Il Garante Privacy, con provvedimento n. 130 del 22 febbraio 2024 si è pronunciato sulle attività di marketing e di profilazione, nonché su come l’autonomia contrattuale possa incidere sulla tempistica di conservazione dei dati degli interessati.
Il Garante ha precisato che il concetto di marketing non può essere ampliato tanto da ricomprendervi anche le peculiari attività statistiche e di analisi economica, strutturalmente diverse da quelle promozionali, ed a tal fine ha richiamato le proprie Linee Guida in materia del 2013.
Un consenso non specifico non è libero in quanto determina una coazione della volontà dell’interessato, con conseguente violazione, dei principi di correttezza del trattamento, e della libertà di manifestazione del consenso: ogni finalità di trattamento, diversa da quella contrattuale, amministrativa e contabile (es. profilazione, marketing, etc.) necessita, invece, del consenso libero, specifico, informato e distinto per ciascuna di esse (art. 6, par. 1, lett. a, del GDPR), e tale capacità di autodeterminazione non è assicurata quando si raccoglie il consenso in modo indifferenziato per perseguire distinte finalità, ben potendo essere ciascuna di esse perseguita singolarmente in presenza di un’autonoma valutazione e determinazione dell’interessato.
Il GDPR ha infatti rafforzato ulteriormente il principio del consenso, unitamente ai suoi requisiti di libertà, specificità e, in aggiunta, di inequivocabilità (v. artt. 5, par. 1, lett. a, e 7, par. 4; ed in particolare il considerando 32, ma anche i considerando 39, 40, 42 e 43).
In riferimento al caso di specie, per il Garante le attività statistiche ed economiche, in particolare, andavano inserite fra le attività di profilazione, in quanto necessarie e propedeutiche ad effettuare la stessa: l’inserimento delle stesse nella richiesta di consenso per finalità di marketing e non di profilazione, devia quindi tale manifestazione di volontà dall’effettiva finalità del trattamento.
Per tale ragione, l’Autorità ha altresì contestato la violazione dell’art. 6, par.1, lett. a), del GDPR, ingiungendo la modifica della formula di acquisizione del consenso per le attività di marketing, espungendo il riferimento alle “attività statistiche ed economiche”.

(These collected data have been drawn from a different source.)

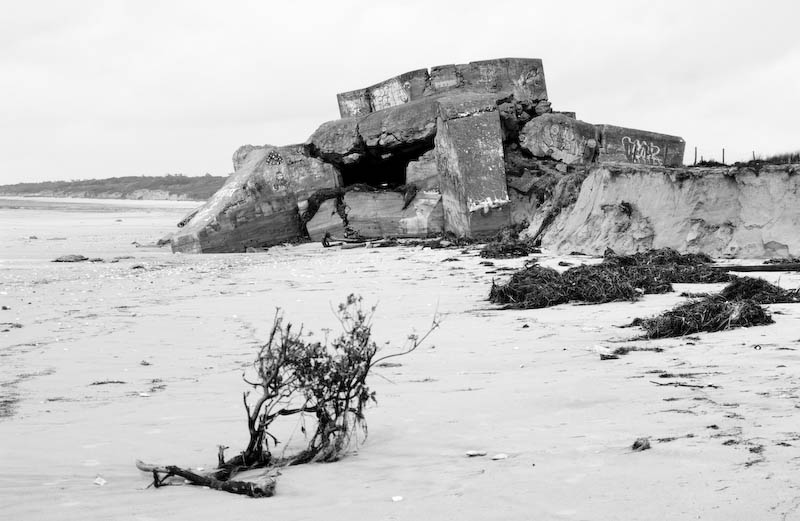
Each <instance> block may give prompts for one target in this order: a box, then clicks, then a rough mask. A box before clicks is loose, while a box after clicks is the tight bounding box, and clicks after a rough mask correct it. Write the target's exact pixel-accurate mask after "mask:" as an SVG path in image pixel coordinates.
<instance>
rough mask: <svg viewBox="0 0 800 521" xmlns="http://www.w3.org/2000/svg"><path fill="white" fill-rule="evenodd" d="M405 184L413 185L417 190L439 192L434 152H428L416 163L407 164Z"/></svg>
mask: <svg viewBox="0 0 800 521" xmlns="http://www.w3.org/2000/svg"><path fill="white" fill-rule="evenodd" d="M406 184H413V185H415V186H416V187H417V188H418V189H419V190H426V191H439V169H438V167H437V165H436V152H435V151H434V150H428V151H427V152H425V153H424V154H422V155H421V156H420V157H419V159H417V160H416V161H411V162H409V163H408V166H407V167H406Z"/></svg>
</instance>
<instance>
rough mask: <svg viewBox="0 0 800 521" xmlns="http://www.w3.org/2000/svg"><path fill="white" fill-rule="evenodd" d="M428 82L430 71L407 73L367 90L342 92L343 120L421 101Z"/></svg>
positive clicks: (378, 83) (341, 108) (375, 84)
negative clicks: (429, 71) (410, 102)
mask: <svg viewBox="0 0 800 521" xmlns="http://www.w3.org/2000/svg"><path fill="white" fill-rule="evenodd" d="M427 82H428V69H419V70H416V71H411V72H406V73H404V74H401V75H399V76H395V77H394V78H389V79H388V80H385V81H382V82H380V83H376V84H375V85H372V86H371V87H367V88H365V89H357V90H353V91H350V92H341V93H339V94H337V95H336V99H337V101H338V102H339V114H341V115H342V117H343V118H346V117H353V116H365V115H367V114H369V113H370V112H375V111H378V110H383V109H387V108H389V107H395V106H397V105H402V104H403V103H408V102H409V101H412V100H416V99H420V98H421V97H422V96H423V92H424V90H425V87H426V85H427Z"/></svg>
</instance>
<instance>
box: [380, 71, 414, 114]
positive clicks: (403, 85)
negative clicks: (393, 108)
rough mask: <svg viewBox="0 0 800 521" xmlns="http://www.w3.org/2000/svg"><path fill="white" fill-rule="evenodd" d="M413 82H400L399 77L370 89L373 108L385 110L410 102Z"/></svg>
mask: <svg viewBox="0 0 800 521" xmlns="http://www.w3.org/2000/svg"><path fill="white" fill-rule="evenodd" d="M410 90H411V84H410V83H408V82H406V84H405V85H403V84H401V83H400V80H398V79H397V78H394V79H391V80H389V81H386V82H384V83H382V84H380V85H377V86H375V87H373V88H372V89H370V98H371V100H372V110H383V109H388V108H389V107H395V106H397V105H402V104H403V103H408V100H409V99H410V97H411V96H410Z"/></svg>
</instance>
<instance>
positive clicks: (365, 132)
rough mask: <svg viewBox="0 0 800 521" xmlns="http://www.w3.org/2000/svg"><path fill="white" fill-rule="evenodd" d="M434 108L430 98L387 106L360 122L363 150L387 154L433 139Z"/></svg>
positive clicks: (423, 142) (437, 108) (437, 111)
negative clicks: (385, 151) (363, 147)
mask: <svg viewBox="0 0 800 521" xmlns="http://www.w3.org/2000/svg"><path fill="white" fill-rule="evenodd" d="M438 108H439V106H438V104H437V103H436V100H435V99H431V98H423V99H421V100H418V101H412V102H410V103H405V104H403V105H398V106H395V107H390V108H387V109H384V110H381V111H379V112H373V113H372V114H370V115H368V116H367V117H365V118H364V119H362V120H361V121H360V122H359V124H358V131H359V134H360V135H361V139H362V140H363V141H364V144H365V146H366V147H367V148H372V149H378V150H379V151H388V150H394V149H401V148H407V147H410V146H416V145H419V144H421V143H424V142H426V141H431V140H433V136H434V135H435V134H436V117H437V113H438Z"/></svg>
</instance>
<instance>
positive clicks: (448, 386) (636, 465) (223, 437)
mask: <svg viewBox="0 0 800 521" xmlns="http://www.w3.org/2000/svg"><path fill="white" fill-rule="evenodd" d="M126 203H129V202H126ZM159 203H160V204H157V205H150V203H148V204H146V205H142V206H140V207H136V206H135V205H134V206H130V207H127V206H126V207H125V208H120V207H118V206H116V205H114V204H109V205H107V206H108V207H107V208H105V209H104V210H102V211H85V210H75V209H67V210H64V209H63V208H59V207H58V205H59V204H61V203H56V205H55V206H46V205H45V206H42V207H38V208H28V209H9V208H8V207H2V206H0V223H2V226H0V304H2V305H3V306H6V307H8V308H10V309H8V310H4V311H0V322H2V323H13V324H19V325H20V326H21V327H10V328H8V331H6V332H2V333H0V385H2V387H1V388H0V392H2V398H3V401H0V414H2V411H4V410H7V411H8V414H6V415H4V416H1V417H0V440H2V444H0V461H2V462H3V469H4V472H3V473H2V476H0V505H2V506H3V515H4V517H6V518H8V519H81V520H87V519H89V520H93V519H97V520H101V519H102V520H105V519H139V520H153V519H189V518H191V519H210V518H215V519H219V518H225V519H249V518H251V517H255V516H262V515H263V516H270V517H271V518H275V519H282V520H289V519H298V520H299V519H321V518H325V519H333V520H339V519H341V520H345V519H346V520H352V519H475V520H485V519H575V520H578V519H586V520H596V519H637V520H645V519H653V520H656V519H726V520H733V519H743V520H744V519H797V518H800V482H798V479H797V475H798V470H800V451H798V447H800V422H798V415H800V365H798V363H797V361H798V350H800V306H798V305H790V304H786V305H773V306H769V307H770V309H771V310H772V311H773V313H775V314H774V316H773V318H774V319H775V321H776V324H774V325H771V326H765V327H756V328H750V329H738V330H732V331H728V332H722V333H714V334H702V335H697V336H696V337H689V338H680V339H669V340H658V341H635V342H628V343H626V342H624V341H625V340H627V339H630V338H631V337H633V336H635V335H636V334H638V333H637V331H636V330H631V329H619V328H618V327H617V326H618V325H620V324H624V323H628V322H630V321H631V320H632V319H633V318H635V317H637V316H647V315H651V314H655V313H657V312H660V311H662V310H665V309H667V308H669V307H671V306H673V305H675V304H676V303H679V302H681V301H683V300H684V299H683V298H681V297H679V296H678V294H679V293H680V292H681V291H685V290H689V291H707V290H716V289H719V288H721V287H722V285H681V284H677V285H676V290H677V291H676V292H675V293H671V294H666V295H648V296H646V297H645V298H644V299H643V300H641V301H640V302H637V303H612V304H605V305H600V306H585V305H584V306H579V305H560V306H556V307H553V308H549V309H543V310H530V311H508V310H499V309H497V308H496V307H495V306H494V305H492V304H490V303H488V302H487V301H486V297H487V295H488V291H489V287H490V285H491V281H492V279H500V278H503V277H506V276H507V274H508V272H507V271H502V270H500V271H498V268H503V267H513V268H516V267H519V266H521V265H522V264H523V262H524V261H523V260H522V259H517V260H507V261H493V262H494V264H495V266H493V267H492V266H484V265H481V264H480V262H481V261H482V260H483V259H481V258H479V257H478V255H477V250H476V249H471V250H469V251H468V252H467V253H462V252H461V251H460V250H429V249H421V248H386V249H354V250H346V251H336V250H326V249H323V248H322V247H320V245H318V244H306V245H302V246H298V247H277V248H273V249H271V250H269V251H268V252H266V253H258V254H241V255H239V254H237V255H202V256H191V255H173V254H171V253H169V251H168V250H167V249H157V248H147V247H144V248H143V247H139V248H137V247H135V245H134V244H132V243H134V242H136V243H139V244H148V243H152V242H154V241H155V240H157V239H158V238H160V237H161V236H163V235H165V234H166V233H167V232H169V231H171V230H173V229H174V226H175V223H176V222H177V221H178V220H180V218H181V217H183V215H184V214H185V213H187V212H188V211H189V209H191V208H192V207H193V206H194V205H193V204H187V203H171V202H159ZM53 208H55V209H53ZM32 236H33V237H36V238H35V239H32V238H31V237H32ZM69 253H76V254H83V255H86V256H87V257H99V258H103V259H104V260H105V262H95V263H89V262H83V263H77V264H60V263H52V262H50V260H51V259H53V258H55V257H57V256H59V255H63V254H69ZM119 257H131V258H122V259H118V260H117V261H116V262H111V261H113V260H114V258H119ZM451 257H455V258H457V259H458V260H457V261H453V262H443V261H444V260H445V259H447V258H451ZM540 260H541V262H542V263H543V264H545V265H549V266H555V265H556V264H557V263H558V261H559V260H564V258H559V257H555V256H548V255H543V256H541V259H540ZM567 260H570V261H571V262H574V261H576V258H569V259H567ZM764 277H765V278H767V279H768V280H770V281H773V282H779V283H780V284H781V285H783V286H785V287H797V286H798V285H800V276H798V275H797V274H781V273H770V274H764ZM348 293H357V294H360V295H362V296H363V297H364V300H365V302H366V303H368V304H371V303H377V304H378V309H377V312H376V315H375V320H374V328H373V331H374V334H375V337H376V339H377V340H378V341H379V344H380V343H382V342H384V341H388V342H389V344H388V345H386V346H385V349H386V350H387V352H390V351H392V350H396V349H398V348H399V347H400V346H401V345H402V342H403V340H404V339H405V337H406V335H407V334H408V333H410V332H412V331H417V332H422V331H424V330H425V329H427V326H428V324H429V323H430V321H431V319H432V317H433V314H434V312H435V311H437V310H438V312H439V313H440V314H441V315H442V317H443V321H442V325H441V328H440V329H439V330H437V331H436V332H435V333H434V334H433V335H432V336H431V338H430V341H429V342H428V343H427V344H425V345H423V346H422V347H421V348H420V349H419V350H418V351H416V352H415V353H413V354H411V355H409V356H406V357H403V358H401V359H397V360H395V361H397V362H399V363H400V364H401V365H399V366H395V367H387V368H381V369H380V370H379V374H376V375H375V376H374V377H373V378H372V380H371V385H372V387H373V388H374V390H376V391H377V397H378V404H377V406H373V407H371V408H370V409H368V411H367V422H368V424H369V437H368V438H367V440H366V442H365V443H364V444H363V445H361V446H360V448H359V450H358V452H357V454H353V455H350V456H349V457H347V458H345V459H343V460H342V461H340V462H337V463H333V464H314V465H305V466H301V467H294V468H289V469H284V470H282V475H281V476H280V478H279V481H278V486H277V495H276V496H275V497H273V498H267V499H258V500H253V499H249V498H244V497H239V496H234V495H230V494H224V493H220V492H215V491H209V490H204V489H202V488H195V487H188V486H186V487H168V488H163V489H159V490H154V489H152V488H148V485H149V484H150V482H151V477H150V476H149V475H147V474H145V473H142V472H139V471H138V470H137V469H136V468H135V467H134V460H136V459H137V458H138V459H143V460H145V461H148V462H155V463H160V464H178V465H184V466H192V467H210V466H212V465H213V464H214V463H215V461H216V446H217V445H218V444H221V443H224V444H226V445H230V446H231V450H232V451H234V450H236V448H238V447H243V445H244V443H245V442H246V425H245V421H244V412H243V408H242V405H241V392H242V391H244V390H246V386H245V385H244V384H243V382H242V381H241V373H242V370H243V368H244V367H245V366H247V365H248V364H249V363H250V362H251V360H252V359H253V356H254V351H255V348H256V346H258V345H259V343H260V342H261V341H263V340H264V339H265V338H266V335H267V332H268V329H269V327H270V325H271V318H272V315H273V314H274V311H275V308H276V307H281V308H283V310H284V312H285V316H286V318H287V319H288V320H290V321H292V322H293V323H298V324H299V323H303V324H304V325H305V328H306V329H309V330H312V331H315V332H317V333H318V334H323V333H322V331H323V330H324V329H326V328H330V329H335V328H336V319H335V317H334V316H333V313H332V311H331V308H332V307H333V306H335V305H336V304H337V303H338V302H341V301H342V300H343V299H344V298H345V297H346V296H347V294H348ZM0 329H6V328H0ZM624 345H637V346H642V347H661V348H663V349H664V351H663V352H661V353H654V352H633V353H631V354H629V355H627V356H623V357H621V358H620V359H618V360H607V361H601V360H600V357H599V353H600V352H603V351H604V350H605V349H606V348H610V349H614V348H615V347H618V346H624ZM663 372H666V373H671V374H673V375H678V377H673V378H662V377H661V374H662V373H663ZM109 381H111V382H121V383H104V384H100V385H96V384H98V383H101V382H109ZM93 384H95V385H93ZM5 403H8V404H9V405H8V407H6V406H5V405H3V404H5ZM278 435H279V438H281V439H282V440H283V441H285V442H286V445H285V446H286V447H287V448H286V450H287V451H291V450H293V449H297V448H298V447H300V446H302V443H303V439H302V434H301V433H300V432H299V429H297V428H296V424H295V423H294V422H286V423H284V424H281V425H279V426H278ZM643 436H647V437H650V441H651V443H652V449H651V450H648V451H645V452H632V451H631V450H630V446H631V443H633V441H634V440H635V439H636V438H639V437H643ZM469 450H479V451H486V452H487V456H486V457H477V458H467V457H466V456H465V453H466V452H467V451H469ZM498 453H504V454H506V455H507V456H508V457H507V458H506V459H502V460H496V461H495V460H491V459H490V457H491V456H492V455H494V454H498ZM98 477H101V478H102V480H103V481H100V482H103V483H104V484H103V485H102V486H100V485H97V484H95V480H96V479H97V478H98ZM393 496H402V501H393V500H392V497H393Z"/></svg>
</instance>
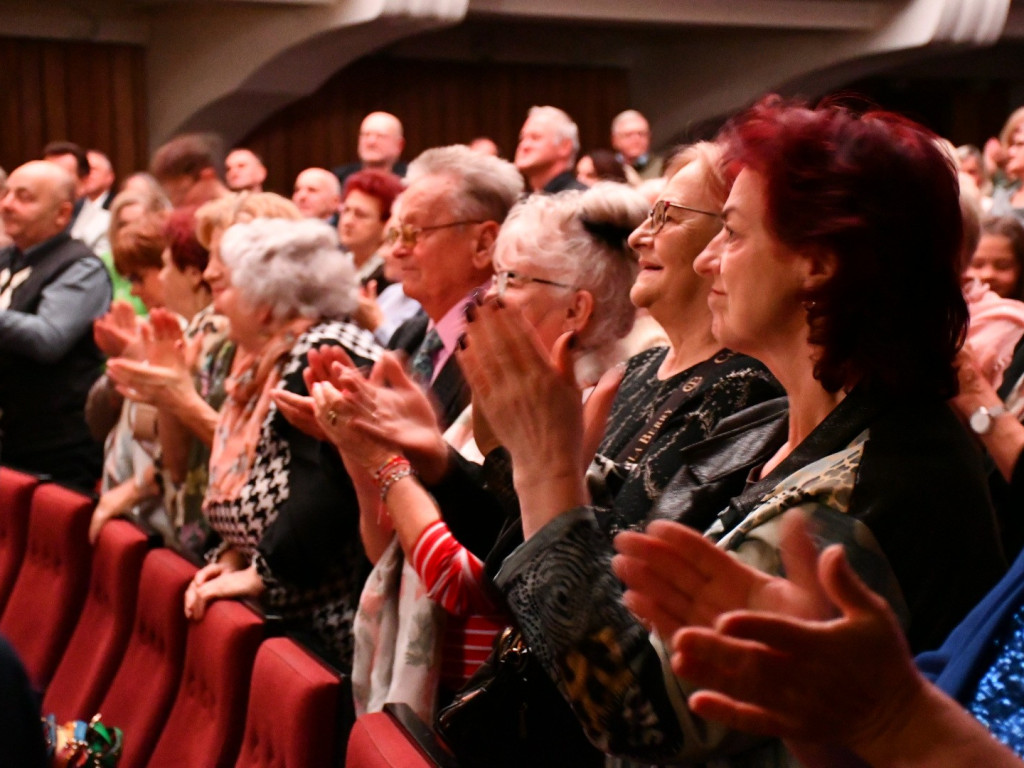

L’Autorità, inoltre, ha riconosciuto che l’autonomia contrattuale dei privati, ai sensi dell’art. 1321 c.c., possa incidere legittimamente sulla tempistica di conservazione dei dati, ma non potrà in ogni caso derogare ai fondamentali diritti degli interessati di cui agli art. 15-22 del Regolamento.
Inoltre, ha affermato che quando vengono definiti i tempi di conservazione, è opportuno distinguere tra clienti, per cui è giustificabile un tempo di conservazione più lungo e meri utenti, per i quali possono essere ridotti: con riferimento al caso di specie, infatti, se si può ammettere la conservazione quinquennale dei dati relativi a richieste di informazioni ed assistenza, con particolare riferimento a quelle presentate dai clienti, altrettanto non può dirsi per i dati relativi a meri utenti, per i quali non sussiste la base giuridica del contratto e non risulta ravvisabile alcuna ragione di necessità.
Non avendo la società proceduto con tale differenziazione, le è stata contestata altresì la violazione dell’art. art. 5, par.1, lett. e) del GDPR.